This volume revisits Raphael’s famous Vatican ‘Rooms’ on the occasion of the quincentennial of the artist’s death. It introduces new scholarship that addresses questions of meaning and invention, artistic process and design, patronage and ritual, and workshop collaborations. With all rooms and details published in color, including ceilings and basamenti, it constitutes an essential resource for further study of these important Renaissance artworks.
Dr. Kim Butler Wingfield is Associate Professor of Renaissance Art History at American University in Washington, DC. Dr. Tracy Cosgriff is Assistant Professor of Art History at the College of Wooster in Wooster, OH. Both research Raphael, text-image relationships, and the classical tradition. In addition, Butler Wingfield has published on Michelangelo, theology, and gender, while Cosgriff’s research interests also include the history of the book.
Painted between 1508 and 1527, Raphael's Vatican Stanze are counted among the greatest masterpieces in Western art. For centuries, they have served as formative touchstones for artistic definition, debate, and theory. Over the last several decades, Raphael’s legacy has enjoyed renewed interest and study. Until now, however, there have been few comprehensive accounts of the Vatican apartments and their artistic design. Spanning the papacies of Julius II, Leo X, and Clement VII, the suite of stanze is as much a witness of the Raphael’s transformative methods and style as it is a magnificent testament of papal traditions, trials, and triumph.

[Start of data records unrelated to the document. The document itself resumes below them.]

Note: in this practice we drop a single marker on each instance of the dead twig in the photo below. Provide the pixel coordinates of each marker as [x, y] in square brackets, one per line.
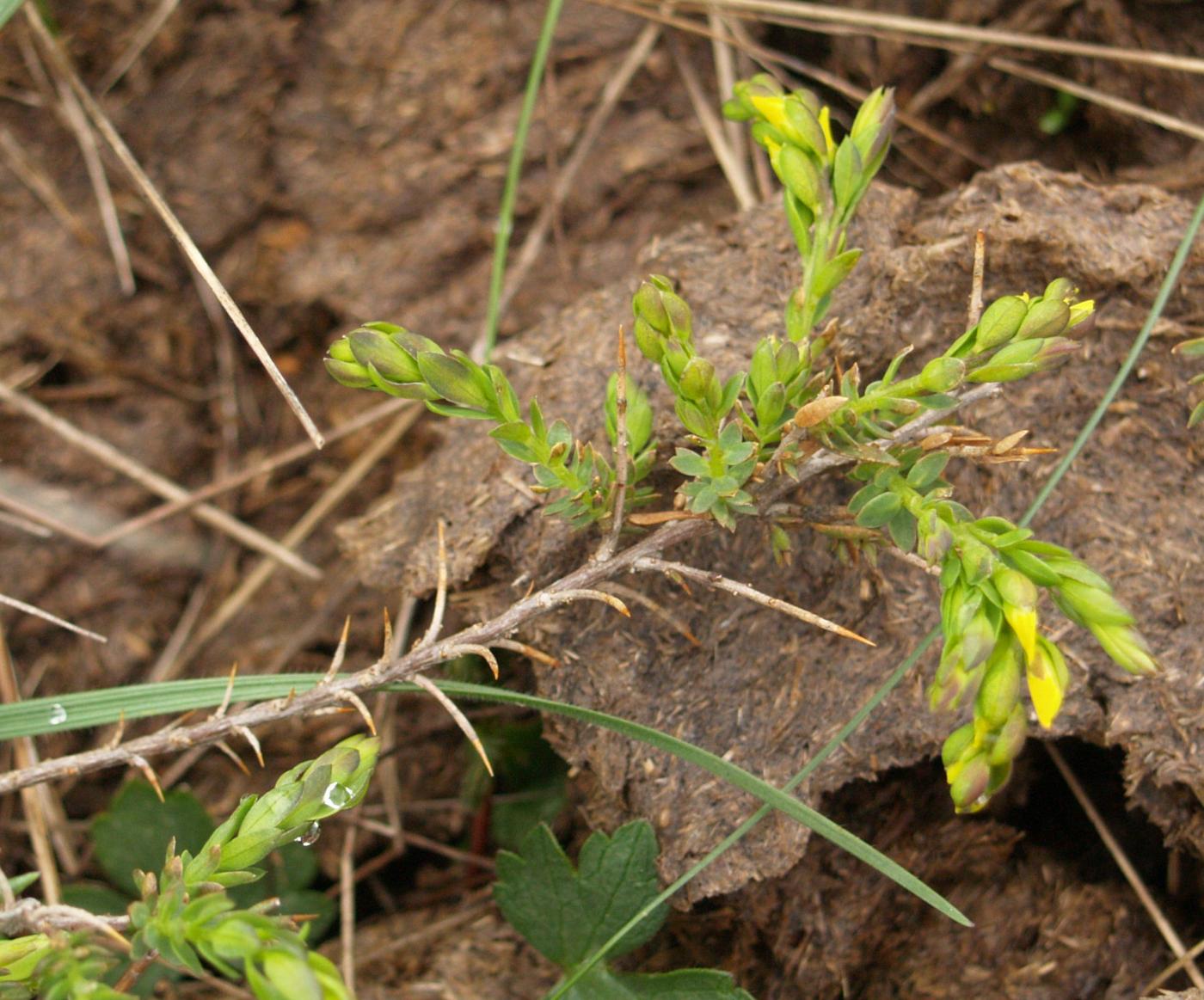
[62, 62]
[105, 452]
[1131, 875]
[38, 613]
[580, 584]
[720, 583]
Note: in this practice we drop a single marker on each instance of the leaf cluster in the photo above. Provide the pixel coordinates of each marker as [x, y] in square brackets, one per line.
[568, 913]
[187, 917]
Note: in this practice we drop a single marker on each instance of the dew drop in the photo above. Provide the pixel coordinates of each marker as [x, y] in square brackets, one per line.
[310, 835]
[336, 795]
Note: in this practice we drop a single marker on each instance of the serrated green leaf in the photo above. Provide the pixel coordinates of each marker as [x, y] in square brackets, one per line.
[568, 913]
[136, 828]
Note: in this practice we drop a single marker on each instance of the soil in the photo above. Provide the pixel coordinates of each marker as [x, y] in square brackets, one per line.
[342, 163]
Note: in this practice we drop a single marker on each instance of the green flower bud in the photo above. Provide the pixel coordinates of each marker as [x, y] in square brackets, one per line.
[1090, 605]
[371, 347]
[1045, 318]
[285, 973]
[661, 308]
[935, 537]
[978, 560]
[1061, 289]
[801, 177]
[454, 378]
[333, 987]
[999, 691]
[1021, 359]
[999, 322]
[649, 342]
[943, 374]
[1019, 596]
[234, 940]
[979, 638]
[969, 783]
[788, 362]
[802, 124]
[20, 955]
[1126, 647]
[957, 745]
[697, 380]
[762, 366]
[1010, 738]
[771, 406]
[348, 373]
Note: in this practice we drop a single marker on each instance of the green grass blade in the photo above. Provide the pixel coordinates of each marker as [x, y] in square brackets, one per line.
[8, 9]
[738, 834]
[95, 708]
[514, 170]
[1089, 428]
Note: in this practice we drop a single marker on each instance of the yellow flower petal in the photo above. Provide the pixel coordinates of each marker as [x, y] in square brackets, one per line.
[772, 110]
[1045, 691]
[1023, 623]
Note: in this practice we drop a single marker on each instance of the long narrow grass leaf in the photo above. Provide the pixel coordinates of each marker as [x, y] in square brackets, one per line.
[1089, 428]
[81, 709]
[744, 828]
[514, 171]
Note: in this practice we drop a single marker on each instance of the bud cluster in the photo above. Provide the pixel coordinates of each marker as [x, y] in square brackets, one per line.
[187, 918]
[1017, 337]
[718, 473]
[1194, 348]
[389, 359]
[991, 575]
[822, 180]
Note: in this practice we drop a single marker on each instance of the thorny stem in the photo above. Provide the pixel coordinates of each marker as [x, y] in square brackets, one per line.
[387, 671]
[620, 452]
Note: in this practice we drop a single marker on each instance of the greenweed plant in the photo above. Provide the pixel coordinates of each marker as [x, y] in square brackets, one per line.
[740, 431]
[744, 440]
[186, 917]
[1194, 349]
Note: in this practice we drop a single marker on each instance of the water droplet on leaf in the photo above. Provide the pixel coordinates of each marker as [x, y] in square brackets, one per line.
[310, 835]
[336, 795]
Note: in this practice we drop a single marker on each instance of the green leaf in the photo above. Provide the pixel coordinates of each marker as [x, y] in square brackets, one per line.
[902, 530]
[879, 511]
[833, 272]
[134, 833]
[927, 470]
[566, 913]
[452, 379]
[690, 463]
[310, 903]
[95, 898]
[599, 984]
[8, 9]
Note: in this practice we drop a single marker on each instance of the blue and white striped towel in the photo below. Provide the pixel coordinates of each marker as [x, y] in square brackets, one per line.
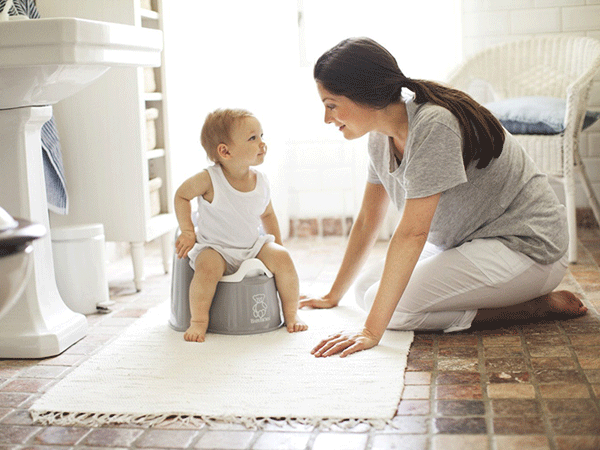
[56, 190]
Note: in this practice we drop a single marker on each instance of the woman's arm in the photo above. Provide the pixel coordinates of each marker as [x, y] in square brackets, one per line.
[362, 237]
[403, 254]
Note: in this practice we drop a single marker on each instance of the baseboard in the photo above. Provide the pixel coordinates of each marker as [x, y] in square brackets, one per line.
[585, 218]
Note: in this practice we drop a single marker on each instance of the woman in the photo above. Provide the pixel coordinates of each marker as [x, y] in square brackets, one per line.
[482, 235]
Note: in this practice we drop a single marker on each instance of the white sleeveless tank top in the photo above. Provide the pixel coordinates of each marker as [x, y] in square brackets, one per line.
[232, 219]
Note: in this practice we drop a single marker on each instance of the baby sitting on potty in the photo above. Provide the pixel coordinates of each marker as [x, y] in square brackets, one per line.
[233, 201]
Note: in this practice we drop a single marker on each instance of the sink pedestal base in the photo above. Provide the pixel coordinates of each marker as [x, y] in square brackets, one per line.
[39, 324]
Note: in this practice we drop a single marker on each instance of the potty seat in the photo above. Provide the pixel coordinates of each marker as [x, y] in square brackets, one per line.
[245, 302]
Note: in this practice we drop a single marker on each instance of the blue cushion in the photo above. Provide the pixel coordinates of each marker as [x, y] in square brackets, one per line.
[535, 115]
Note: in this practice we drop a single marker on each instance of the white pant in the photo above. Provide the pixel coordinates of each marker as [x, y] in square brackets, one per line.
[447, 287]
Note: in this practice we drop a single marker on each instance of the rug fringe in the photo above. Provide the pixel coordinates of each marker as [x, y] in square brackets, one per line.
[151, 420]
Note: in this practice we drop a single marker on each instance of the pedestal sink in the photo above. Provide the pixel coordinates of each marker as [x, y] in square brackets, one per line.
[42, 62]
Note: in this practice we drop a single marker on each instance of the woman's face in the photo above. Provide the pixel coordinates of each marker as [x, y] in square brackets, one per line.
[352, 119]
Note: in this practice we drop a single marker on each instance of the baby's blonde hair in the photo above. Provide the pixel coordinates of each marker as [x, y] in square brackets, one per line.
[217, 129]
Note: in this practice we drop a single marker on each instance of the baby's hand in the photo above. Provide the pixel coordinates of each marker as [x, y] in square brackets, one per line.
[184, 243]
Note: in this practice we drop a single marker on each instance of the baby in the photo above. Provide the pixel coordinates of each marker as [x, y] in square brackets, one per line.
[233, 201]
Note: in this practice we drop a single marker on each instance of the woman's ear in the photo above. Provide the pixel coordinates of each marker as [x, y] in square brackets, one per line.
[223, 151]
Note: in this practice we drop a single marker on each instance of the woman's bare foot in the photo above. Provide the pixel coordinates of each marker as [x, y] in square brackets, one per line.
[560, 304]
[555, 305]
[295, 325]
[196, 332]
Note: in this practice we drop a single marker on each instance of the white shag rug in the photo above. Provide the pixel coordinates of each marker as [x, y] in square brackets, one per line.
[150, 375]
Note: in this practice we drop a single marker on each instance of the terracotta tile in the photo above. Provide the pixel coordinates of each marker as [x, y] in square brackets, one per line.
[593, 376]
[388, 441]
[501, 341]
[583, 425]
[546, 376]
[458, 392]
[503, 352]
[508, 377]
[460, 408]
[510, 390]
[546, 339]
[413, 408]
[553, 363]
[420, 353]
[278, 440]
[572, 327]
[516, 408]
[505, 365]
[545, 351]
[540, 328]
[564, 391]
[61, 435]
[349, 441]
[458, 352]
[166, 438]
[585, 339]
[417, 378]
[458, 378]
[420, 365]
[522, 442]
[112, 437]
[460, 364]
[409, 425]
[571, 406]
[456, 340]
[578, 442]
[233, 440]
[462, 442]
[467, 425]
[5, 412]
[416, 392]
[589, 363]
[519, 425]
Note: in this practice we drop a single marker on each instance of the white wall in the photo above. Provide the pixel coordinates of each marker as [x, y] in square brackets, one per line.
[246, 54]
[487, 22]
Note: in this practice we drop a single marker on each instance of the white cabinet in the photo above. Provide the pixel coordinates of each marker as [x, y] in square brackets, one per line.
[115, 141]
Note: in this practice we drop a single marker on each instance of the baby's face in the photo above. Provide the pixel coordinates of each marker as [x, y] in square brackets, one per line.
[248, 145]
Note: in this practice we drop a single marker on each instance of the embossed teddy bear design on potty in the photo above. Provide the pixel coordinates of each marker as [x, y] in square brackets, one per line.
[259, 309]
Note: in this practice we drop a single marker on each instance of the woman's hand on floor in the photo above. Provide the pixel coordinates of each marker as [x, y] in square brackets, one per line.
[345, 343]
[324, 302]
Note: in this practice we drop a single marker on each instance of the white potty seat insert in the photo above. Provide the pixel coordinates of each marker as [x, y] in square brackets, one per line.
[245, 302]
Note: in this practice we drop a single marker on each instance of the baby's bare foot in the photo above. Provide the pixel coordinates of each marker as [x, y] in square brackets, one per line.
[196, 332]
[296, 325]
[564, 303]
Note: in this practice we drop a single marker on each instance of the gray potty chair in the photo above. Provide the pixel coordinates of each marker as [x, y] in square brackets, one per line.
[245, 302]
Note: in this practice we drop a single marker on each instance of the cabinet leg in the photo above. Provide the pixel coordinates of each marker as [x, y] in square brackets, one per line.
[167, 246]
[137, 257]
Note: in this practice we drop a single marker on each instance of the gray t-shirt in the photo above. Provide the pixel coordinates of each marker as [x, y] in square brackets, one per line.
[509, 199]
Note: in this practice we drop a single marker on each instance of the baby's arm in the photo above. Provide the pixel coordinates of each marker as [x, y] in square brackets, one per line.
[198, 185]
[270, 223]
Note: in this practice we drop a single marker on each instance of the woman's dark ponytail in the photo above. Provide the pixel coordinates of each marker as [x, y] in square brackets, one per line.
[366, 73]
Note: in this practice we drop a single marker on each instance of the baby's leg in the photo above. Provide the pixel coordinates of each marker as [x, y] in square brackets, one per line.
[210, 267]
[278, 260]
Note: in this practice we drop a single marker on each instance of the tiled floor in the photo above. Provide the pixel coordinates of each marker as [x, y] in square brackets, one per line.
[525, 387]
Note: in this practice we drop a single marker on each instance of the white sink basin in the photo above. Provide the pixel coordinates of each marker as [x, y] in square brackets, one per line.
[43, 61]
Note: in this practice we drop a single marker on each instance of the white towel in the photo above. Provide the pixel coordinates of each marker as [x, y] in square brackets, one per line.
[56, 190]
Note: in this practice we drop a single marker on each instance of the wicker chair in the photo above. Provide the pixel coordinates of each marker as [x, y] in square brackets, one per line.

The recent quincentennial of the artist's death brings with it a fresh opportunity to reappraise these canonical works. In celebration of this occasion, this volume offers new interpretations of Raphael’s Vatican paintings, addressing questions of meaning and invention, artistic process and design, patronage and ritual, and workshop collaborations. Striving to sustain the cooperative ideals famously embodied by the young artist and his circles, the volume’s essays revisit these significant spaces, traversing the Stanza della Segnatura, the Stanza d’Eliodoro, the Stanza dell’Incendio, and the Sala di Costantino, as well as other related Vatican venues and influences. In so doing, they illuminate new issues regarding Raphael’s praxis, experience, and critical fortune for specialists and students alike.
Contributors include: Kim Butler Wingfield, Tracy Cosgriff, Paul Gwynne, Marcia Hall, Christiane Joost-Gaugier, Dana Katz, Christian Kleinbub, Elizabeth McCahill, Nelson Minnich, Lisa Pon, Patricia Reilly, Sheryl Reiss, Maria Ruvoldt, and Linda Wolk-Simon.